Tag Archives: Diets

Let’s Talk About… Shame.

Does anyone remember that programme Super-Size Vs Super-Skinny? Falstaffian ‘fatties’ – the super-sizers – would have the unenviable task of switching diets with petrol-guzzling Tiny Tim’s – the super-skinnies – which was grossly unfair (by the way I’m convinced if the world had Monster during the 1973 Petrol Crisis, it could have been avoided). Wouldn’t you rather eat Chinese takeaway or cream cakes for breakfast than confront liquid lunches and a lone jammy dodger for dinner three days straight?

I admired the stoicism of these men and women, humiliated on TV and all whilst cameras shoved in your face to an audience of millions. The programme tried to fob itself off as educational by wheeling in Christian Jessen as a passive-aggressive Mrs Trunchbull, carting off the Super-Sizers to Las Vegas to spend a day with wheel-chair bound double amputees in a stark warning that “If you keep eating all that sugar, the risk of diabetes means this could be you”.

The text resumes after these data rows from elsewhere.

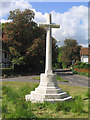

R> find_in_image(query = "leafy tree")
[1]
[3,9,57,72]
[58,39,81,67]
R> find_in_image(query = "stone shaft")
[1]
[45,14,52,74]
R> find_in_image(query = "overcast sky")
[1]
[0,0,88,47]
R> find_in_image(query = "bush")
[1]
[2,86,36,119]
[56,96,84,114]
[0,68,14,76]
[76,61,82,65]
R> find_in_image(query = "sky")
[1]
[0,0,88,47]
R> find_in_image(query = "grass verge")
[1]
[2,82,89,119]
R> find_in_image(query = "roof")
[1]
[80,48,90,55]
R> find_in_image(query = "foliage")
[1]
[76,60,82,65]
[2,86,36,119]
[2,9,57,71]
[0,68,14,75]
[58,39,81,67]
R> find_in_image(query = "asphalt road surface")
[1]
[0,70,90,86]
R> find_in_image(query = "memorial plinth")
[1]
[25,14,72,103]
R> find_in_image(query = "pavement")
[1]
[0,70,90,87]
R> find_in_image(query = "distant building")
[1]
[80,44,90,63]
[0,50,9,68]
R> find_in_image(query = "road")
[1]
[0,70,90,86]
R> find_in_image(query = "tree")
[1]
[58,39,81,67]
[3,9,56,70]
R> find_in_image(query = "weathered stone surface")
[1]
[25,14,72,103]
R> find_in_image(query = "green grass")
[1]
[2,82,89,119]
[32,75,68,82]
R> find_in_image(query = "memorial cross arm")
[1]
[38,23,60,28]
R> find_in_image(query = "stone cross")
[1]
[25,14,72,103]
[39,14,60,74]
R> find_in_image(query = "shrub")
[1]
[71,96,84,114]
[76,61,82,65]
[2,86,36,119]
[0,68,14,76]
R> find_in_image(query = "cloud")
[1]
[0,0,32,17]
[0,0,88,46]
[51,6,88,45]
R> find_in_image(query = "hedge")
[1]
[0,68,14,76]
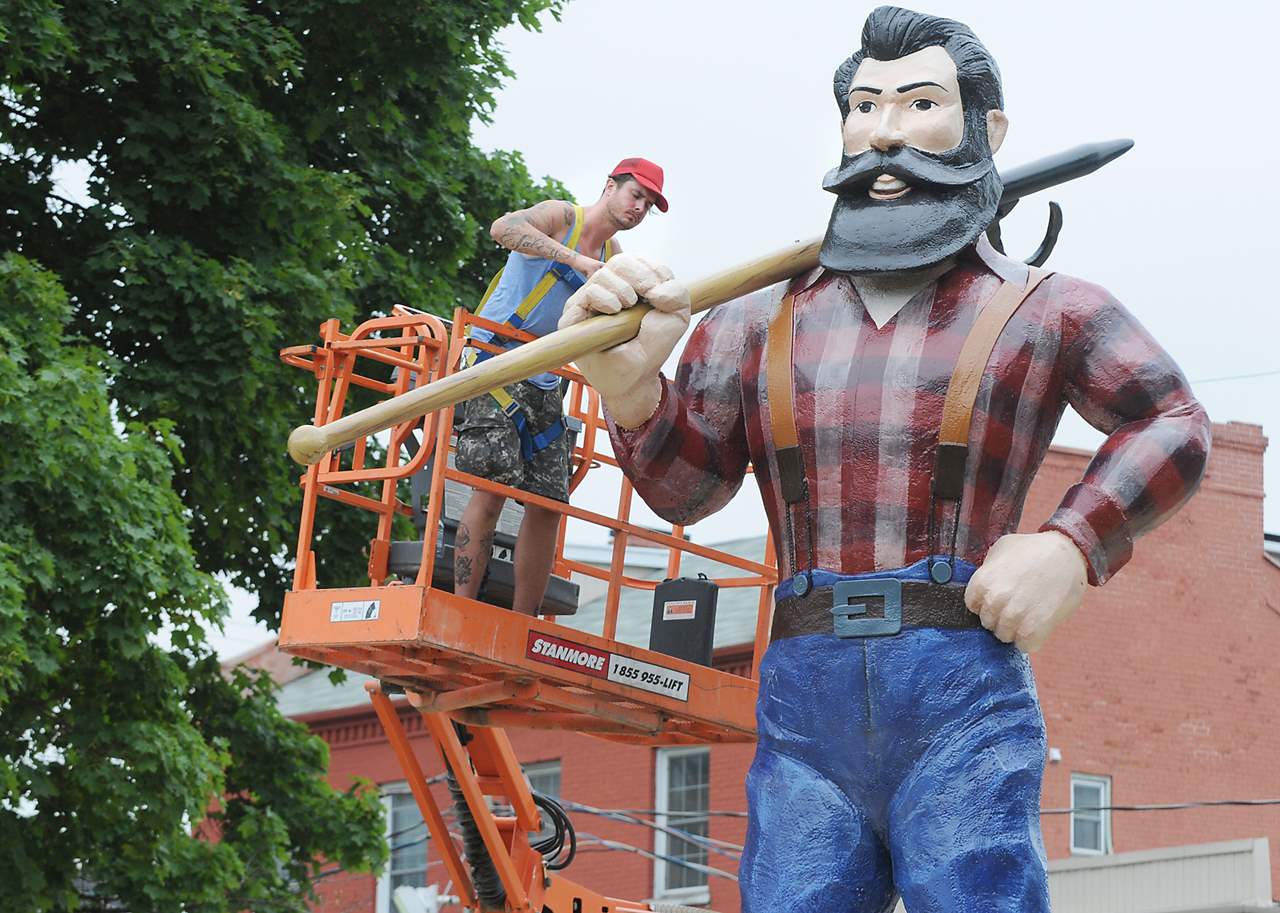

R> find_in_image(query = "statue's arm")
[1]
[605,301,749,524]
[1042,277,1212,584]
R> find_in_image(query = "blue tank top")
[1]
[471,215,604,391]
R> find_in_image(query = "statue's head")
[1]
[822,6,1007,273]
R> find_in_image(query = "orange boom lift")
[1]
[279,300,777,913]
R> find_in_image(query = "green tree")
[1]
[0,0,567,913]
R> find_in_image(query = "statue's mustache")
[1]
[822,146,995,193]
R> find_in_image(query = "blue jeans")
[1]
[740,627,1048,913]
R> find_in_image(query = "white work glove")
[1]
[964,530,1089,653]
[559,254,690,428]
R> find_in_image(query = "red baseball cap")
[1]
[609,159,667,213]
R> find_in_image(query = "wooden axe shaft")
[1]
[289,238,822,465]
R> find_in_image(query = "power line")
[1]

The reality is that these sorts of programmes are about one thing and one thing only: shame. It was unadulterated voyeurism on gluttony. ‘Shame-TV’ luckily, has become unfashionable. Jeremey Kyle style finger-wagging called out for what it was; bullying, but on a national scale. Morally, the onus wasn’t on helping people with their issues but bringing us – the customer – the opportunity to ridicule, gawping with orange-tinged fingers tips as we whipped out our third packet of Doritos. We projected onto them our own shame and struggle to meet unrealistic beauty standards.

I remember my first real heart-wrenching bout of shame because I documented it in my teenage diary. Horrified at the black curly hair suddenly sprouting underneath my armpits, I wrote long, agonising paragraphs of complete repulsion and self-contempt (yes, yes it’s funny, I know). It wasn’t like that in the glossy magazines at the hairdresser, what was wrong with me? I loathed my bodies revolt, and Instagram exacerbated it.

Shame doesn’t work. It’s counterproductive as a deterrent, and it rarely changes behaviour, especially if its roots are in childhood. Did Jessen think he could cure years of comfort eating and emotional baggage in a three-day clinic on national TV?

When Matt Hancock barks on about ‘Don’t kill your Granny’ shame is his ammunition. The community spirit invoked at the beginning of the pandemic dismissed in favour of snitching and social humiliation. If you want the nation to alter its ingrained habits, this isn’t the way to go about it. Mostly, adherence to the rules has been good. When the government said lockdown, we cleared our calendars, took children out of school, packed away our social life and turned indoors. The tone has grown significantly worse since then in favour of spying over the neighbour’s hedge and lambasting the young for wanting to see friends and have fun. And it doesn’t work.

What we all respond to is incentives, gentle nudging, social and personal responsibility, and a sense of doing the right thing. Whether it’s losing a few pounds or learning to socialise in a different way: this is how people change.